Husserl, de même qu’il s’était efforcé de saisir la temporalité autrement que d’un point de vue objectif, dans ces quelques pages écrites lors même qu’il est chassé par les nazis d’Allemagne, nous ouvre à une phénoménologie de l’espace soustraite à toute physique, comme à toute géométrie; le titre complet de l’ouvrage est plus explicite encore: Renversement de la doctrine copernicienne dans l’interprétation de la vision habituelle du monde.
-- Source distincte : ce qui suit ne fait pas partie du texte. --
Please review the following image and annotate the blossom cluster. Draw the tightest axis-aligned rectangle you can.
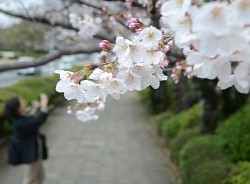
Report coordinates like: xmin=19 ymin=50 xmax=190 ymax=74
xmin=161 ymin=0 xmax=250 ymax=93
xmin=69 ymin=13 xmax=101 ymax=40
xmin=56 ymin=19 xmax=167 ymax=121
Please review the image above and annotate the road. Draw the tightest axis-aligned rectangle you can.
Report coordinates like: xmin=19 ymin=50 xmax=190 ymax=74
xmin=0 ymin=55 xmax=88 ymax=88
xmin=0 ymin=93 xmax=176 ymax=184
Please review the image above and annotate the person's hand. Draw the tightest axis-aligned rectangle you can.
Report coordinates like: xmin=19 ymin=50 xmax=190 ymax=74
xmin=40 ymin=93 xmax=48 ymax=111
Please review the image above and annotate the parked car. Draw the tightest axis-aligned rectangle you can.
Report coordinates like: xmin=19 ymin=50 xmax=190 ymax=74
xmin=17 ymin=56 xmax=41 ymax=75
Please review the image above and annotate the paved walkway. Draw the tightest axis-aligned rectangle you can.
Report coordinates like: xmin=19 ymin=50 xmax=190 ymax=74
xmin=0 ymin=93 xmax=175 ymax=184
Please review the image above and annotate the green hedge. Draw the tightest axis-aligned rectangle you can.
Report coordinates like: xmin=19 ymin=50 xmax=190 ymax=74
xmin=162 ymin=104 xmax=201 ymax=145
xmin=138 ymin=80 xmax=174 ymax=114
xmin=217 ymin=105 xmax=250 ymax=161
xmin=230 ymin=162 xmax=250 ymax=184
xmin=180 ymin=136 xmax=232 ymax=184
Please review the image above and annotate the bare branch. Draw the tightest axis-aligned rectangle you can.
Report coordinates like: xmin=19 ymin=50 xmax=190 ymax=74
xmin=0 ymin=48 xmax=101 ymax=72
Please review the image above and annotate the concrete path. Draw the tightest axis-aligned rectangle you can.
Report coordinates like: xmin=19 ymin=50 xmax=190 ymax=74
xmin=0 ymin=93 xmax=175 ymax=184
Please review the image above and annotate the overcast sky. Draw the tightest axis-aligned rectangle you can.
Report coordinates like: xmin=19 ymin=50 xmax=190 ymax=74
xmin=0 ymin=0 xmax=44 ymax=28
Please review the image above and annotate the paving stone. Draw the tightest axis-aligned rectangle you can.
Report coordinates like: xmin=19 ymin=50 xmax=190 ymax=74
xmin=0 ymin=93 xmax=175 ymax=184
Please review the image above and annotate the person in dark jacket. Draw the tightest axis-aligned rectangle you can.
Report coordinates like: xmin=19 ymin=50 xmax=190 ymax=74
xmin=5 ymin=94 xmax=48 ymax=184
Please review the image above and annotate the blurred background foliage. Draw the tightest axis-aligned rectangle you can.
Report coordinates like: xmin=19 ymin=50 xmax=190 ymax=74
xmin=139 ymin=78 xmax=250 ymax=184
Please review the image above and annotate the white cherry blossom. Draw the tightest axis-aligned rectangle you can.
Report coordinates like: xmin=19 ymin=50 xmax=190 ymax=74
xmin=138 ymin=26 xmax=162 ymax=49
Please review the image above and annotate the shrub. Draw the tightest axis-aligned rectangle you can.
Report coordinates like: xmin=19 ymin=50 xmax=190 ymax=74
xmin=230 ymin=162 xmax=250 ymax=184
xmin=154 ymin=111 xmax=173 ymax=136
xmin=180 ymin=136 xmax=232 ymax=184
xmin=162 ymin=104 xmax=200 ymax=144
xmin=170 ymin=127 xmax=199 ymax=164
xmin=217 ymin=105 xmax=250 ymax=161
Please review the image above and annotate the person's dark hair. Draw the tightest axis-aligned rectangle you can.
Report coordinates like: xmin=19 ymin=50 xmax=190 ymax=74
xmin=5 ymin=97 xmax=21 ymax=118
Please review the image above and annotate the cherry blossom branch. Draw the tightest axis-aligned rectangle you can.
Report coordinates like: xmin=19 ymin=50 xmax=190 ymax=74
xmin=0 ymin=48 xmax=101 ymax=72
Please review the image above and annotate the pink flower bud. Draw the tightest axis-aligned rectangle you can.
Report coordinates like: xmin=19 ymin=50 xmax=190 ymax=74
xmin=136 ymin=28 xmax=143 ymax=34
xmin=99 ymin=40 xmax=114 ymax=52
xmin=168 ymin=40 xmax=174 ymax=45
xmin=130 ymin=18 xmax=143 ymax=25
xmin=67 ymin=106 xmax=73 ymax=114
xmin=128 ymin=22 xmax=142 ymax=30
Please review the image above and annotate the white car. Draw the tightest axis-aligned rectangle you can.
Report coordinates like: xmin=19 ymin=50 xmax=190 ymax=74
xmin=17 ymin=56 xmax=40 ymax=75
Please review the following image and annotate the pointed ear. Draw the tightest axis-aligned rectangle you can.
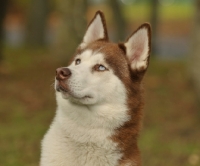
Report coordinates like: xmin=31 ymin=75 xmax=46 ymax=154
xmin=124 ymin=23 xmax=151 ymax=72
xmin=80 ymin=11 xmax=108 ymax=48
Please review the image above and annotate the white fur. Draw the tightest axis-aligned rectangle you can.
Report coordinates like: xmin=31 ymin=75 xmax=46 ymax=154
xmin=40 ymin=50 xmax=130 ymax=166
xmin=125 ymin=27 xmax=149 ymax=70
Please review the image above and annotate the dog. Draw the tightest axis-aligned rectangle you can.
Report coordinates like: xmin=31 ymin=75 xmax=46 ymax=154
xmin=40 ymin=11 xmax=151 ymax=166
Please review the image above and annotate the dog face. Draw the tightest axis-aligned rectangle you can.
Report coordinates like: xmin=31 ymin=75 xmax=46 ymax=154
xmin=55 ymin=12 xmax=150 ymax=105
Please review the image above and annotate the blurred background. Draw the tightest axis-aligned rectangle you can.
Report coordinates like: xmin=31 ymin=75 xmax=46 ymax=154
xmin=0 ymin=0 xmax=200 ymax=166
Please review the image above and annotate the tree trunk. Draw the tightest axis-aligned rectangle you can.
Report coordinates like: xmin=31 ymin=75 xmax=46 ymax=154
xmin=151 ymin=0 xmax=159 ymax=55
xmin=190 ymin=0 xmax=200 ymax=106
xmin=108 ymin=0 xmax=127 ymax=41
xmin=27 ymin=0 xmax=49 ymax=47
xmin=0 ymin=0 xmax=9 ymax=63
xmin=56 ymin=0 xmax=87 ymax=62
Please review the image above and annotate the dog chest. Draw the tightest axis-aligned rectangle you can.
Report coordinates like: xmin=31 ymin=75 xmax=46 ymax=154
xmin=41 ymin=122 xmax=121 ymax=166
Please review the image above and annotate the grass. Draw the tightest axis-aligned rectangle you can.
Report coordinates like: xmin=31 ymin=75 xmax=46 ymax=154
xmin=124 ymin=4 xmax=194 ymax=22
xmin=0 ymin=49 xmax=200 ymax=166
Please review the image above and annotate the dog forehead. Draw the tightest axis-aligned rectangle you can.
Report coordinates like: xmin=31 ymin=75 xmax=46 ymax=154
xmin=77 ymin=49 xmax=105 ymax=63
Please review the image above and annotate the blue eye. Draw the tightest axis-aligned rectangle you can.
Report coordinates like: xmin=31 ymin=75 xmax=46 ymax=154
xmin=75 ymin=59 xmax=81 ymax=65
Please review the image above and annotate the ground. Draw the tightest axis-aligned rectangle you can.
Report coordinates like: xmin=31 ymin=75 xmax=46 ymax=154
xmin=0 ymin=49 xmax=200 ymax=166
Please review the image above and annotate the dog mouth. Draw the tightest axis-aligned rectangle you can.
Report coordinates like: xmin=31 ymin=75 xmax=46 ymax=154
xmin=56 ymin=81 xmax=92 ymax=99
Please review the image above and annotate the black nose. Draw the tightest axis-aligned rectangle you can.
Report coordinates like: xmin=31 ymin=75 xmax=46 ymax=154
xmin=56 ymin=67 xmax=72 ymax=81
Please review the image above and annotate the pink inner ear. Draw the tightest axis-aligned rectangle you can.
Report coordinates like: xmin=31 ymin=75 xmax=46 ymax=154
xmin=130 ymin=46 xmax=143 ymax=63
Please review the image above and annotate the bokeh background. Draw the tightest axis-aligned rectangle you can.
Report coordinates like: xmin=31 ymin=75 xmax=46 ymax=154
xmin=0 ymin=0 xmax=200 ymax=166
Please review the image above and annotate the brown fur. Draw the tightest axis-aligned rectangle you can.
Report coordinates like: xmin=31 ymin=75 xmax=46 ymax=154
xmin=68 ymin=11 xmax=151 ymax=166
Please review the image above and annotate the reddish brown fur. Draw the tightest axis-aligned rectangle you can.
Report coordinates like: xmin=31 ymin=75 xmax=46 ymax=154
xmin=68 ymin=11 xmax=151 ymax=166
xmin=73 ymin=40 xmax=145 ymax=166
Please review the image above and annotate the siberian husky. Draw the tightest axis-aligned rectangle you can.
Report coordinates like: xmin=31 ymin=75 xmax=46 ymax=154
xmin=40 ymin=11 xmax=151 ymax=166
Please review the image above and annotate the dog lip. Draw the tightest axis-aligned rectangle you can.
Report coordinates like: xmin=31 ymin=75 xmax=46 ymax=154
xmin=56 ymin=81 xmax=68 ymax=92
Le terme arche employé par Husserl, même s’il n’a pas les mêmes connotations que dans la poésie de Char, désigne malgré tout l’horizon commun. Il ne s’agit pas pour Husserl ou pour Char de s’opposer naïvement à la perception copernicienne ou post-copernicienne du monde, de même qu’il ne s’est jamais agi pour Heidegger de s’opposer à la technique. Au point de départ de ces démarches, il y a cette décision de s’opposer aux prétentions de la science à vouloir, à partir de la raison calculante et mathématique, relativiser le regard fondateur de l’humain et de retourner le sens subjectif de la présence en une simple objectivité factuelle.
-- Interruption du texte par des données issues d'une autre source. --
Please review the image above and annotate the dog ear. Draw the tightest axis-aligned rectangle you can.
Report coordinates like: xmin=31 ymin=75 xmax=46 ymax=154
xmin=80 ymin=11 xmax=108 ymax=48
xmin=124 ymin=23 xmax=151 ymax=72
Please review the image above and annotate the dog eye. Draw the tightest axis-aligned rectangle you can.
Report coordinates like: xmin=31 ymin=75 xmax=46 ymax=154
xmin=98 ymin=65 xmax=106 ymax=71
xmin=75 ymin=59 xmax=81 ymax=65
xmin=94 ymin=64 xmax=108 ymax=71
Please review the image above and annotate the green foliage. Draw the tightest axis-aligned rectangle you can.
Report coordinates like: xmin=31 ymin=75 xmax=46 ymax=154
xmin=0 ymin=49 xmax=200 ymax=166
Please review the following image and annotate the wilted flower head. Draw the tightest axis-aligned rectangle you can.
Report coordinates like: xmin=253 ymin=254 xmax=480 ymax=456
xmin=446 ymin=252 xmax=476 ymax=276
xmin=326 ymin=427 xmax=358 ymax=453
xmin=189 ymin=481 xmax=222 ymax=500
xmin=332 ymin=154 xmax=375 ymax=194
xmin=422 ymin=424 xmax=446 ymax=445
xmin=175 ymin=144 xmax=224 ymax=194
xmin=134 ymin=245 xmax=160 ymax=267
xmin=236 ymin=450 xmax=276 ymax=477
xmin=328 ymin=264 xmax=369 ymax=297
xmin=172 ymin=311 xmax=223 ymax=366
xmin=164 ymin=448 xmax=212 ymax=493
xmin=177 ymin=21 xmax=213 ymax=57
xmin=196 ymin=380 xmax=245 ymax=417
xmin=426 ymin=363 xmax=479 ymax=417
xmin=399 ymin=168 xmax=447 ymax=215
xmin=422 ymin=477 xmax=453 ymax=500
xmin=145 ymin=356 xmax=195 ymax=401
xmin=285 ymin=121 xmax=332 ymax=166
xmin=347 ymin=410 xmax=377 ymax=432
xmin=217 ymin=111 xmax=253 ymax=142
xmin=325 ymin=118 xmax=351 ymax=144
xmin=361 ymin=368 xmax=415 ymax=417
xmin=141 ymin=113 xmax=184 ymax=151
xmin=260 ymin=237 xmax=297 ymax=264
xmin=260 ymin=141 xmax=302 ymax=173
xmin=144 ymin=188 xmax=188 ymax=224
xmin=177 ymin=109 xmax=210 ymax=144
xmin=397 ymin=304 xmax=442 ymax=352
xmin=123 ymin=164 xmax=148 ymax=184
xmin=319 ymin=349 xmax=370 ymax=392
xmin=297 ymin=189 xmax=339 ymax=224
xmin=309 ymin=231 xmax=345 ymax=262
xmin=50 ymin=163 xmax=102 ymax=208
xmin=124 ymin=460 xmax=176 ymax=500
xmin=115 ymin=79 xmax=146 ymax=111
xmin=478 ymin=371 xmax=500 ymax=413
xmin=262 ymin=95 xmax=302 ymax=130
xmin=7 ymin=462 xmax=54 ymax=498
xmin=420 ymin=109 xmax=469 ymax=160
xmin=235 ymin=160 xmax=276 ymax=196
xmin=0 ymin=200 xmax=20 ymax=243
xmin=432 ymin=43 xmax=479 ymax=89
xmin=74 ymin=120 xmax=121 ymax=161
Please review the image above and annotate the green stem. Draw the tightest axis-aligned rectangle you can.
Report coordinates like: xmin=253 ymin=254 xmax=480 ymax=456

On a déjà vu ce que cette tentative pouvait contenir d’illusoire, dans la mesure où, loin d’être guidée par un souci scientifique, elle était mue, en réalité, par une sorte d’anthropomorphisme au second degré: certes, la terre n’est plus le centre fixe du monde cosmologique, mais derrière cet apparent décentrement il y a la tentation de comprendre l’espace comme obéissant à des lois d’ordre et d’harmonie symétriques à celles de la raison humaine.
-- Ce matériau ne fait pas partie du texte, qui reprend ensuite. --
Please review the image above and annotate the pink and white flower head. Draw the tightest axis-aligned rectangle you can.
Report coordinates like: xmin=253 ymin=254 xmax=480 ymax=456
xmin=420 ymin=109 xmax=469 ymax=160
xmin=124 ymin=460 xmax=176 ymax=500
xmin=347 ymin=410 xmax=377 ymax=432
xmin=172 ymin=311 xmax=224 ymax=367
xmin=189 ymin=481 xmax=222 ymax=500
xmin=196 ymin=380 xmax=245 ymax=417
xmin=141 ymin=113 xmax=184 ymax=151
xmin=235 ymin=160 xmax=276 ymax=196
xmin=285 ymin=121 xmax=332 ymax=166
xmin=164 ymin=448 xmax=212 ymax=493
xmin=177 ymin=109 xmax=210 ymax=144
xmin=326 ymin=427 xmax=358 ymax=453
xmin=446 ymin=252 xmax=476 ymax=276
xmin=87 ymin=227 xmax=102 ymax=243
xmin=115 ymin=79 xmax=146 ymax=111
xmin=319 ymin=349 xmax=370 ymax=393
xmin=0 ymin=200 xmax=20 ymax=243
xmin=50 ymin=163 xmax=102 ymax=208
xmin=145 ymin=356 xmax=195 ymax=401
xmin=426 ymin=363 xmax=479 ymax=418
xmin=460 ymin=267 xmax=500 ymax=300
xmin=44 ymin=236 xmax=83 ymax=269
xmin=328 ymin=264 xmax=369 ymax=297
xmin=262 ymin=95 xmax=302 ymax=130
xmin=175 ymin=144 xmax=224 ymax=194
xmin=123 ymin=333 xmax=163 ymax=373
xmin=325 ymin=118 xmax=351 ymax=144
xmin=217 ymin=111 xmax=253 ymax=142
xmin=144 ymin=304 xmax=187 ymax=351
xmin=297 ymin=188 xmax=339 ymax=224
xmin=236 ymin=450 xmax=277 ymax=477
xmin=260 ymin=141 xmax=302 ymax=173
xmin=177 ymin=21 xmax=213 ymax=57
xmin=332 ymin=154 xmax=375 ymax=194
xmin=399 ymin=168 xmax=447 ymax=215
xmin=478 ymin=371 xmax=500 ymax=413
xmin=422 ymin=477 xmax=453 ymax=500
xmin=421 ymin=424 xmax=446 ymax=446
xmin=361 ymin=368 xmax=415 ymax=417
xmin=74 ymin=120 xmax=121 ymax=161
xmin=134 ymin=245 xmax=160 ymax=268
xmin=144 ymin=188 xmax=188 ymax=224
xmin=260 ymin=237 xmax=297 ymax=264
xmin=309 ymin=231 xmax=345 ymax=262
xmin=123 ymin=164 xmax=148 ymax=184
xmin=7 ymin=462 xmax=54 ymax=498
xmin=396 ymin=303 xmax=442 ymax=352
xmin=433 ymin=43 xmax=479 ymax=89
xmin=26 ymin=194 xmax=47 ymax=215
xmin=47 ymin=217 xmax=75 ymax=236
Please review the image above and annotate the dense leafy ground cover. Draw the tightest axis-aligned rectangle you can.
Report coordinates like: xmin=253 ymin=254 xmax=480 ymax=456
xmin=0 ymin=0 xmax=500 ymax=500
Le point de vue phénoménologique de Char et de Husserl va plus loin: au-delà des prémices philosophiquement encore naïves de la Renaissance, la pensée technicienne, dans son évolution postérieure et à mesure qu’elle l’emportait, a tenté de déduire de ses résultats quelque chose qui vaudrait pour le sens de la présence humaine. Or, pour cette présence -dont les possibilités de sens ne peuvent avoir d’autres sources que subjectives- l’être de la Terre et de l’humanité terrestre ne peut se réduire à un fait. Comme l’écrit Husserl la Terre peut tout aussi peu perdre son sens d’arche du monde que ma chair son sens d’être tout à fait unique, de chair originaire dont toute chair dérive une partie de son sens d’être …, et il ajoute: … Tous les étants en général n’ont de sens d’être qu’à partir de ma genèse constitutive et celle-ci a une présence terrestre.
Autrement dit, la réalité objective décrite par le discours de la science, l’astrophysique, ne change en rien le sens que ma présence terrestre confère à mon rapport à l’espace. Parce qu’il est philosophe et non poète, et qui plus est mathématicien d’origine, Husserl tient compte du caractère fou que peut revêtir son affirmation: La Terre ne se meut pas; mais plus folle encore lui apparaît, à l’inverse, cette biffure que la pensée technicienne opère dans la subjectivité constituante; de même lui paraît folle la biffure de la subjectivité constituante opérée par les prétentions de la pensée scientifique a vouloir penser l’homme à partir des faits, à partir d’une pensée déterministe qui se croit être par-delà toute subjectivité, quand elle n’en produit qu’une manifestation ignorante d’elle-même; car la science est, au fond, aussi subjective que toute pensée: elle en refoule simplement la réalité.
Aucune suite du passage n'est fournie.